Meanwhile, on Beacon Hill there are new taxes in a complicated mix of bills: the governor’s $1.9 billion proposal that leans heavily on a major increase in the income tax, so far rejected by the Legislature, which has its own House and Senate versions with gas and tobacco tax hikes. All versions have a new sales tax on computer services. There’s also a transportation bond bill and the House budget, both of which assume passage of the legislative tax package, which is presently in a conference committee to resolve any differences.
Meanwhile, the Senate is working on its own version of the budget, and the governor is still arguing for his higher, broader taxes. I am just trying to understand how this sales tax on computer services would work.
One small-businessman told me: “During the current depression, I’ve already had to discount my normal rates in order to get work. Accordingly, if I invoice my customer for $10,000, I’d have to pay the state $625. In other words, the sales tax will act as a 31.25% income surtax on my $2,000 profit. This would be devastating …
“It is even worse. As I understand the legislation as passed by the House and Senate, if I subcontract a portion of the project to another consultant, I would have to pay a double sales tax on the amount of the subcontract.

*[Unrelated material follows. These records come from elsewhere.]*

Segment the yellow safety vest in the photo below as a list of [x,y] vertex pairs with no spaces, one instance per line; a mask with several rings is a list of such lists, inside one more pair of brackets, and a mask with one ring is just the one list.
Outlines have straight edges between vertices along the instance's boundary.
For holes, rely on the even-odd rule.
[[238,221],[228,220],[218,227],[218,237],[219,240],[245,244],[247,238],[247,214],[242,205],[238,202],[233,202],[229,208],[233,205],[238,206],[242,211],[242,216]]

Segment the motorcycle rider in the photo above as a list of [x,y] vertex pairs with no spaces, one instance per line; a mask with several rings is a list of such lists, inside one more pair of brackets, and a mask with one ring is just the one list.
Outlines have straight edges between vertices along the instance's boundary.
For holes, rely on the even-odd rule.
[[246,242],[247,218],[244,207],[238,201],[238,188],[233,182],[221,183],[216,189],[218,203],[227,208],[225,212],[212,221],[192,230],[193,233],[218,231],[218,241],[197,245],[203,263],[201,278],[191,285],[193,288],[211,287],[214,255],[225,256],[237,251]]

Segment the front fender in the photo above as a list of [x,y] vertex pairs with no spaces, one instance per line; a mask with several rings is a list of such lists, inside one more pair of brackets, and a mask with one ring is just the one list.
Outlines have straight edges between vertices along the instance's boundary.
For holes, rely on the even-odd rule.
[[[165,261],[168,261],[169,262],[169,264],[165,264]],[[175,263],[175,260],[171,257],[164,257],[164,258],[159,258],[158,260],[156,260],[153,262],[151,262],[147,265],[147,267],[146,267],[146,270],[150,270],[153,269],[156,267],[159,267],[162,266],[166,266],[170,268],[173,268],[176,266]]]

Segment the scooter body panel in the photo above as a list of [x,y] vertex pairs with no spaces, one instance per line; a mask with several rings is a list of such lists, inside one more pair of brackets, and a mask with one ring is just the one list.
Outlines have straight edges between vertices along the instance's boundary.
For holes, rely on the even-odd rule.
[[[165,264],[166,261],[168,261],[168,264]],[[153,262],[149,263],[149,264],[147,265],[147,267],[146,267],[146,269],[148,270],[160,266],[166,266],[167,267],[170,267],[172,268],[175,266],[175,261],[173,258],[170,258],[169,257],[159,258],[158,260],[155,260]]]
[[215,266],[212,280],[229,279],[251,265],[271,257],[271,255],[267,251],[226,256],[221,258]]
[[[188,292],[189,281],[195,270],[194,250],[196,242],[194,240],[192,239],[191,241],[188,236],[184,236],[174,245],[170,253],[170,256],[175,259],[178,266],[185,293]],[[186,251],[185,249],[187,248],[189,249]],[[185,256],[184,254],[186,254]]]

For example, suppose the consultant invoices me for $5,000. As I read the legislation, I would have to pay the state an additional $313 in sales tax on that $5,000 invoice from the subcontractor, which would bring the effective income surtax on this hypothetical project to almost 47 percent.”
The taxpayer offered his conclusion: “If this legislation becomes law, I will no longer be able to work as a computer consultant in this state.” He said he guessed he could apply for MassHealth, EBT, fuel assistance, housing subsidy, etc.